A couple of years ago, I did the unimaginable: I lost seventy-two pounds in six months. It was a complete lifestyle change for me; I totally revamped my diet and my exercise regimen, and I was rigid in sticking to it. I was so proud of myself for my accomplishment, and I swore that I would never go back to it.
But the changes of the past year have taken me back to square one. Last summer, I gained back thirty pounds. After losing my brother, well-meaning people sent us a lot of comfort food, and after the funeral was over, life still didn't go back to normal. I tried to return to my diet and exercise regimen, but my heart wasn't in it. I was so unhappy all the time, and felt as though I should take the comforts where I could get it, even from food. Also, I wasn't sure why I should work s o hard, and deprive myself so much; after all, my brother deprived himself all his life with the intention of reaping the benefits later in life, and he never did.
It took me until the holidays, and winding up on the bathroom floor during a holiday party, vomiting and crying over my brother, to begin rediscovering my resolve. I decided that my brother wouldn't want me to be living so self-destructively; after all, I'd done so much work on myself since high school, to be well both physically and mentally, and he wouldn't want me to throw that away. The Christmas season is a tough time to begin any dietary changes, so I decided to start afresh in January. And I did. During a three-week stretch of time, I lost ten pounds, and was encouraged.
But that wasn't the end of the changes, or the setbacks. Over the next four months, I became a homeowner and a wife. As a homeowner, I had to learn to balance the needs of my house and pets with my full-time job, while turning my childhood home into my adult home. As a wife, I had to deal with the stress first of having my husband living in another country with a five-hour time difference for the first month; after that, I had the same responsibilities as I did as a homeowner, while learning to cook quick meals to share with a husband who has very different dietary needs than my own. All of this has derailed me even further, so that I have regained the rest of the weight I'd lost.

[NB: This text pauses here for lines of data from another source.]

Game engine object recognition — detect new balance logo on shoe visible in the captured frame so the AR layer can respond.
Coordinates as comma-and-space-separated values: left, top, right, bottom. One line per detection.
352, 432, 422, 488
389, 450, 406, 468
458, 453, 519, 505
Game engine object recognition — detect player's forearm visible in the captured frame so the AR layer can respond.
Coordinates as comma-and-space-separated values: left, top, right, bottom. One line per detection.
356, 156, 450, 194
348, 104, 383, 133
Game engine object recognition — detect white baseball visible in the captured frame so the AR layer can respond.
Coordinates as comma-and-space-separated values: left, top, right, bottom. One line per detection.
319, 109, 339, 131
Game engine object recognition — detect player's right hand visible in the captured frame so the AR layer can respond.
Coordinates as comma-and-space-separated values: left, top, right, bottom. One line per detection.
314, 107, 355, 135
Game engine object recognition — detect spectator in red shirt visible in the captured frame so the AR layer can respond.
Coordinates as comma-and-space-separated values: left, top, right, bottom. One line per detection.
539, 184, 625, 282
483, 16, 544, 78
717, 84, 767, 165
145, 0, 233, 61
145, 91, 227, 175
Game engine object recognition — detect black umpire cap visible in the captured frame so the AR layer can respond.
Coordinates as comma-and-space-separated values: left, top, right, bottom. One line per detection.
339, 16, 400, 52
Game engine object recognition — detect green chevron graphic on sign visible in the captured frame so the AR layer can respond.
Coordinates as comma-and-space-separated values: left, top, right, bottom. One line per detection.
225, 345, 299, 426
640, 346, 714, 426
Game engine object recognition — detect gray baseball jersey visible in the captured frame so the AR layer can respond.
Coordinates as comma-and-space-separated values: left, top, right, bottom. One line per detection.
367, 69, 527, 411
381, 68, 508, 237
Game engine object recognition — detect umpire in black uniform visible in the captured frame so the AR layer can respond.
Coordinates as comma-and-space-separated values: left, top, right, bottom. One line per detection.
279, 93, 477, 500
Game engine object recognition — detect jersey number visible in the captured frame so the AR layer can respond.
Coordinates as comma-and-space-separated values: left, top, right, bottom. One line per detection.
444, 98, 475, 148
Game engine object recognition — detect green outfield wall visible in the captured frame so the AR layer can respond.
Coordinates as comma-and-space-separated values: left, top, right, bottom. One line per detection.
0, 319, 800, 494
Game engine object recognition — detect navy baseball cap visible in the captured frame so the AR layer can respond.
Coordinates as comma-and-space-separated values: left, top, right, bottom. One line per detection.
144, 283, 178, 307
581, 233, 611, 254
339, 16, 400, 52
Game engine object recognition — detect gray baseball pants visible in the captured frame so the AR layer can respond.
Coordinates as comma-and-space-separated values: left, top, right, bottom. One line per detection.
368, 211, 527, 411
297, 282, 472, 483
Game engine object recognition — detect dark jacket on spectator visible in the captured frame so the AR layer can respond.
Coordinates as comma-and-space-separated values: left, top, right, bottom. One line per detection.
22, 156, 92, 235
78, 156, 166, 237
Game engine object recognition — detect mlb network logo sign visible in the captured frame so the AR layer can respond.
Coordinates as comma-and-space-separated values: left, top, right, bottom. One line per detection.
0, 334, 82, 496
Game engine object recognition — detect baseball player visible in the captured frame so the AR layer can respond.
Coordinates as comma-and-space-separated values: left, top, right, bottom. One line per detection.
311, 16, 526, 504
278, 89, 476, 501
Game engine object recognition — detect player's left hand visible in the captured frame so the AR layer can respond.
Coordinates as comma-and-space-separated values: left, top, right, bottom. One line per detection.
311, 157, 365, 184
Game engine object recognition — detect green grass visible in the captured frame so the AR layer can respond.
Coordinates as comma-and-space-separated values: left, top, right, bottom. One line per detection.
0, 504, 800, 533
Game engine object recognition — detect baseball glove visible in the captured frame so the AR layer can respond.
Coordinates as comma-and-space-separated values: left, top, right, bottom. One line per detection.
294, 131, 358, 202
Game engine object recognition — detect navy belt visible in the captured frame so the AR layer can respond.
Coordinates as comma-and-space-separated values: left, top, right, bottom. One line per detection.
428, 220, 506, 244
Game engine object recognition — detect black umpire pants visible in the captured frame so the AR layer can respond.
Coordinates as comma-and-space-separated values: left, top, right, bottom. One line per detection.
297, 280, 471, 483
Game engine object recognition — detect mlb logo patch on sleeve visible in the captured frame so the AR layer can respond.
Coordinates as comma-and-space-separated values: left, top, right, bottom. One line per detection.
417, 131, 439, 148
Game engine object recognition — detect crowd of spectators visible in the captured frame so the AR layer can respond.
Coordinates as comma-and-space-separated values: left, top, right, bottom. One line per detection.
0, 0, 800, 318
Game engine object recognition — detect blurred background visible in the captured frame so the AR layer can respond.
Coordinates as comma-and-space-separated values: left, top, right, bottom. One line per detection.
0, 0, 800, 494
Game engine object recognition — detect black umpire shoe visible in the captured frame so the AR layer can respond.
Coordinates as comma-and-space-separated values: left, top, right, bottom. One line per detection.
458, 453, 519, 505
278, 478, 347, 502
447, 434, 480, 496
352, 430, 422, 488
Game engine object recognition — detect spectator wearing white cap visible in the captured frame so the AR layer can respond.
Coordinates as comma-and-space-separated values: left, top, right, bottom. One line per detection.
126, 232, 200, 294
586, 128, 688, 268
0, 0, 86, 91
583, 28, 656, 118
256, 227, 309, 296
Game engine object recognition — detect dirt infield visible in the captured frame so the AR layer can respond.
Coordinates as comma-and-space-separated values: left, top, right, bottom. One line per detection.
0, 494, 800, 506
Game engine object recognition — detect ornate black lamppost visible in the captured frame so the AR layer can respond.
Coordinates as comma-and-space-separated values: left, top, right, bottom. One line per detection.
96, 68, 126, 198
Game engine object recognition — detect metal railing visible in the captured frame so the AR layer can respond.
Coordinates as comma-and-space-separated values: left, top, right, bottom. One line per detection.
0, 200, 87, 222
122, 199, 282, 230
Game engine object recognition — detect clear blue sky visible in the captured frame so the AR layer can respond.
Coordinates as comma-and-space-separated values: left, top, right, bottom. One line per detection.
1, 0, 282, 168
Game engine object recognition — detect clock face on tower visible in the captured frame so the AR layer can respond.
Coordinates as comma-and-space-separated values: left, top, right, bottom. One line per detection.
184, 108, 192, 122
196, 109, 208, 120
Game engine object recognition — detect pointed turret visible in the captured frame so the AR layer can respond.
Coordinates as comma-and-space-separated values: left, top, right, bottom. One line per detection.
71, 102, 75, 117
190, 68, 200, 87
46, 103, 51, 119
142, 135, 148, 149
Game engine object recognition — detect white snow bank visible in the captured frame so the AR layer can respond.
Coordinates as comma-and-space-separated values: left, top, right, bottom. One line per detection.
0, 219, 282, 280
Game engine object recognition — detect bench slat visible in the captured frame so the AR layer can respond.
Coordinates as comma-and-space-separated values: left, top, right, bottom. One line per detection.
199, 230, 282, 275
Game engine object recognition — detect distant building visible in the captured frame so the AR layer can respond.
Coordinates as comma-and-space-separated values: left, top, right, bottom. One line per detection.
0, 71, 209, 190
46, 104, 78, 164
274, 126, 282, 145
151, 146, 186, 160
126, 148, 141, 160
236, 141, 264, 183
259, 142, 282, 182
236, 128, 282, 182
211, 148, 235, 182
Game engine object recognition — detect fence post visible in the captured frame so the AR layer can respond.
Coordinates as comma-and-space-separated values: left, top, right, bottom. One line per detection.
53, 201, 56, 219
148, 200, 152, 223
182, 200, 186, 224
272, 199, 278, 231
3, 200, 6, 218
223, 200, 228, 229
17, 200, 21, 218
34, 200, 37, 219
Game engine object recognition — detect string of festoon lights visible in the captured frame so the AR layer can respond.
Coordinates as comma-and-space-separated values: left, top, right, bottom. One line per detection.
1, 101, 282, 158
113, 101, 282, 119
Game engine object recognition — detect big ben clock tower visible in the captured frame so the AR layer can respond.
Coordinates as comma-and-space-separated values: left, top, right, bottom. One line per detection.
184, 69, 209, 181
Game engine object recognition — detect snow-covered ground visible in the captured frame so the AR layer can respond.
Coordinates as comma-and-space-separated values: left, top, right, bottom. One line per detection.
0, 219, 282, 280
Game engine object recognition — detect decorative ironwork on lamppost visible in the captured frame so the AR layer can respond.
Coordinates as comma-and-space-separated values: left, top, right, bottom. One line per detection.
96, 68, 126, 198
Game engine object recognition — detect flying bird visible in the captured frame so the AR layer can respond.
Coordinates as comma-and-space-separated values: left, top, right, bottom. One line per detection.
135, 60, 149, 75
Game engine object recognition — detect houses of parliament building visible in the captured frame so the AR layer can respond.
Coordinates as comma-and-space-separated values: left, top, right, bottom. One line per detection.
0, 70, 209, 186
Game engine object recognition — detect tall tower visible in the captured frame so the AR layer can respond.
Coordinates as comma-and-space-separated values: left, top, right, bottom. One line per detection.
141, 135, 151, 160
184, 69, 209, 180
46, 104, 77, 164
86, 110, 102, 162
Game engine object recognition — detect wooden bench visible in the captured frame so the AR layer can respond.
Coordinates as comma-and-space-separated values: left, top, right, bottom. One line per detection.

Now it's time to find my resolve once more. The toughest part is relearning how to do it for myself, and not for others; my husband loves me for who I am, regardless of my weight, but other people, who complimented me when I was thin, have lost no time in pointing out my recent weight gain. It's hard not to want to lose the weight again to make the criticisms stop and the compliments return. And when I go back to work, it will be tough to decide to cram any more into an already full day, even if it's just an extra half hour; combined with a seven-hour workday and over three hours of commute time, it seems especially daunting. But most of all, I have to figure out what will make me HAPPY; is it the temporary, superficial comfort of sweets, or the satisfaction (and energy) that comes with a healthy lifestyle. And of course, the ever-existing question: what do my choices say about me?